Sorry Sorry Sorry - by James Carter
Chosen by Elli Taylor Jukes - Year 9
Sorry, I wasn't listening
to a single word you said
I drifted off into the mist
that grew inside my head
Sorry, I wasn't listening
I didn't hear a sound:
I went where dreams of dreams have dreams
and sky and ground swap round
Sorry, I wasn't listening
aliens were at the door
asking for directions
to the planet XR4
Sorry, I wasn't listening
some pirates came for me
first I had to walk the plank
and then I made them tea
Sorry - I wasn't listening
I don't know what went on
could you say it one more time -
hang on - where've you gone ?
Five Ways to Kill a Man - by Edwin Brock
Chosen by Mayuka Saegusa - Year 8
There are many cumbersome ways to kill a man.
You can make him carry a plank of wood
to the top of a hill and nail him to it.
To do this properly you require a crowd of people
wearing sandals, a cock that crows, a cloak
to dissect, a sponge, some vinegar and one
man to hammer the nails home.
Or you can take a length of steel,
shaped and chased in a traditional way,
and attempt to pierce the metal cage he wears.
But for this you need white horses,
English trees, men with bows and arrows,
at least two flags, a prince, and a
castle to hold your banquet in.
Dispensing with nobility, you may, if the wind
allows, blow gas at him.

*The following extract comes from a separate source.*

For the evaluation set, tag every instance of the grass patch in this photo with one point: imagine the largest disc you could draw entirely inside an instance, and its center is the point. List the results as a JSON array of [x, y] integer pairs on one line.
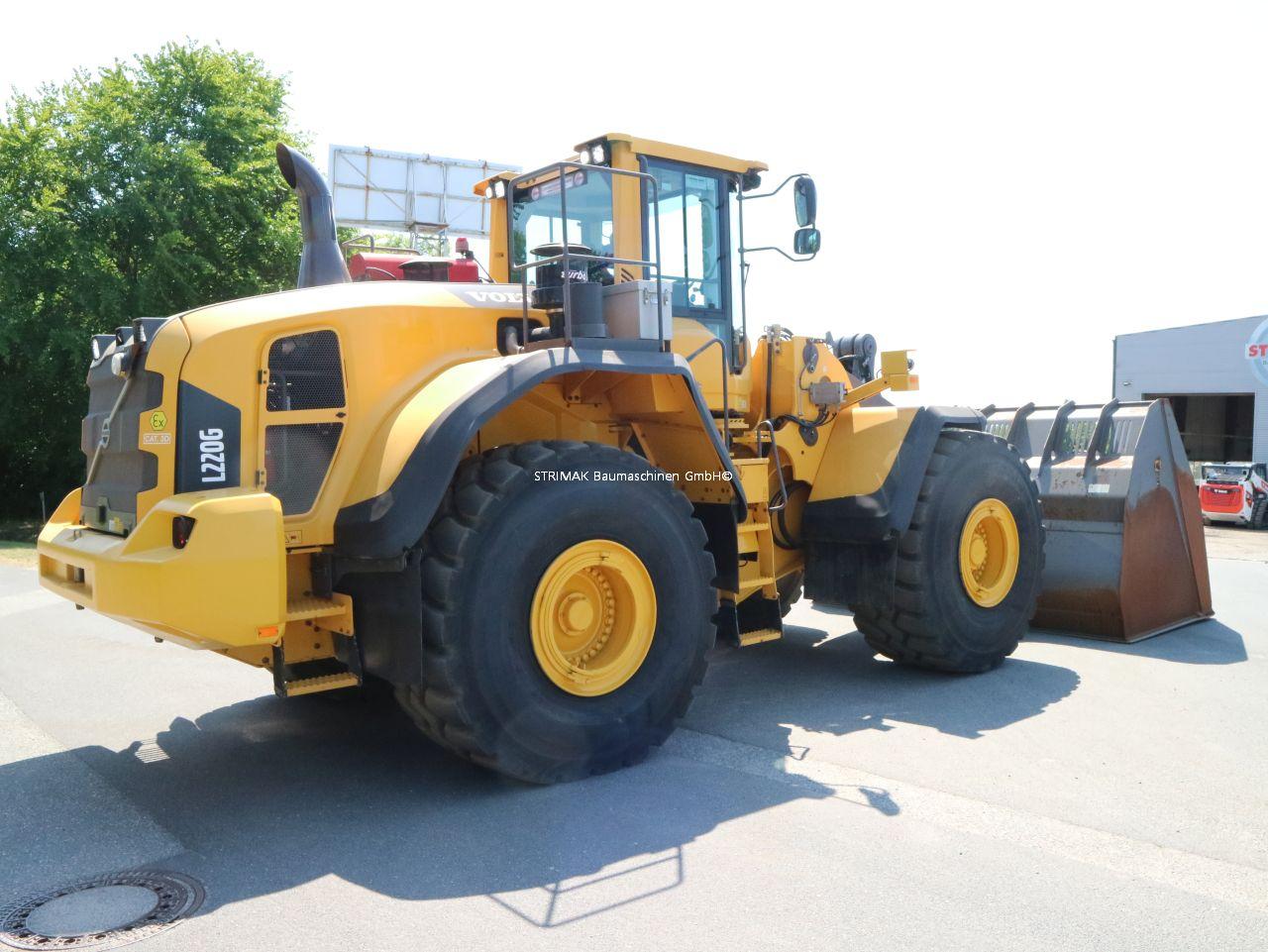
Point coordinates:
[[18, 542]]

But then you need
a mile of mud sliced through with ditches,
not to mention black boots, bomb craters,
more mud, a plague of rats, a dozen songs
and some round hats made of steel.
In an age of aeroplanes, you may fly
miles above your victim and dispose of him by
pressing one small switch. All you then
require is an ocean to separate you, two
systems of government, a nation's scientists,
several factories, a psychopath and
land that no-one needs for several years.
These are, as I began, cumbersome ways to kill a man.
Simpler, direct, and much more neat is to see
that he is living somewhere in the middle
of the twentieth century, and leave him there.
Winter by Ramesh Anand
Chosen by Muobo Moses-Taiga - Year 7
Winter dawn
A patch of clouds
Blossom a bare tree.
Holding on
With what she left behind
Winter moon.
Winter rain
The urge to feel
The newborn.
Full moon
Winter's stillness
In a soap bubble.
Uphill walking
She takes me into
Winter clouds.
Winter deepens...
Lungi shivering on
The beggar's face.
On the rock...
The descent of water ends
Winter's loneliness.
Winter twilight
Homing mynahs
Over my backstroke.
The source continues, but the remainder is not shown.